Mi idolatrado hijo Sisí forma parte de ese copioso apartado de la narrativa delibeana en el que los niños son protagonistas. Siguiendo la clasificación hilvanada por Carmen Bravo-Villasante, diríamos que hay dos tipos de niños en las obras del vallisoletano: el nacido en el campo, en el seno de una familia humilde, y el chaval urbano, típico de la clase media alta. El niño rural, añade la escritora, disfruta de un contacto directo con la realidad de la vida, y está representado sobre todo por el pequeño Nini, personaje principal de Las ratas. Bien al contrario, en Mi idolatrado hijo Sisí «se dibuja un niño de la ciudad, un niño rico, caprichoso, mimado, ignorante. Es el niño que hace preguntas porque no sabe nada, como luego hará el pequeño príncipe destronado» («La infancia, una constante en la narrativa delibiana» (Mesa redonda), en Miguel Delibes. Premio Letras Españolas 1991, Madrid, Ministerio de Cultura, Dirección General del Libro y Bibliotecas, Centro de las Letras Españolas, 1993, p. 229).
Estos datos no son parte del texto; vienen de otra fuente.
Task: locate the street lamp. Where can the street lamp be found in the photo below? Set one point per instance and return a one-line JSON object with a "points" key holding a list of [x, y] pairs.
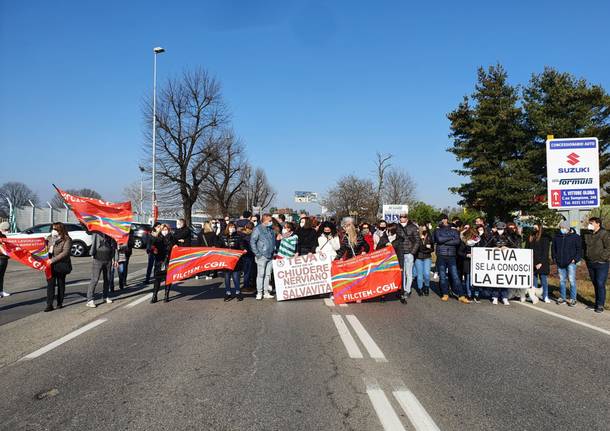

Apenas si nos hemos detenido en la experiencia del propio escritor con relación a esta novela. Vale la pena hacerlo por medio de un comentario íntimo. Al referirse a la presencia de Cecilio Rubes en su vida, Delibes recuerda que, cuando éste habla acerca de la edad alcanzada por su contable, dice: Si yo tuviera setenta años me moriría del susto. «Y he aquí —aclara— que esta frase que escribí cuando yo contaba treinta y dos y veía ante mí una vida inacabable, se ha hecho realidad de pronto y hoy debo reconocer que ya tengo la misma edad que el contable de Cecilio Rubes. ¿Cómo ha sido esto posible? Sencillamente porque si la vida siempre es breve, tratándose de un narrador, es decir de un creador de otras vidas, se abrevia todavía más, ya que éste antes que su personal aventura, se enajena para vivir las de sus personajes» («Una vida vivida», discurso leído en la ceremonia de entrega del Premio Cervantes, 25 de abril de 1994, en He dicho, Destino, 1996, pp. 212).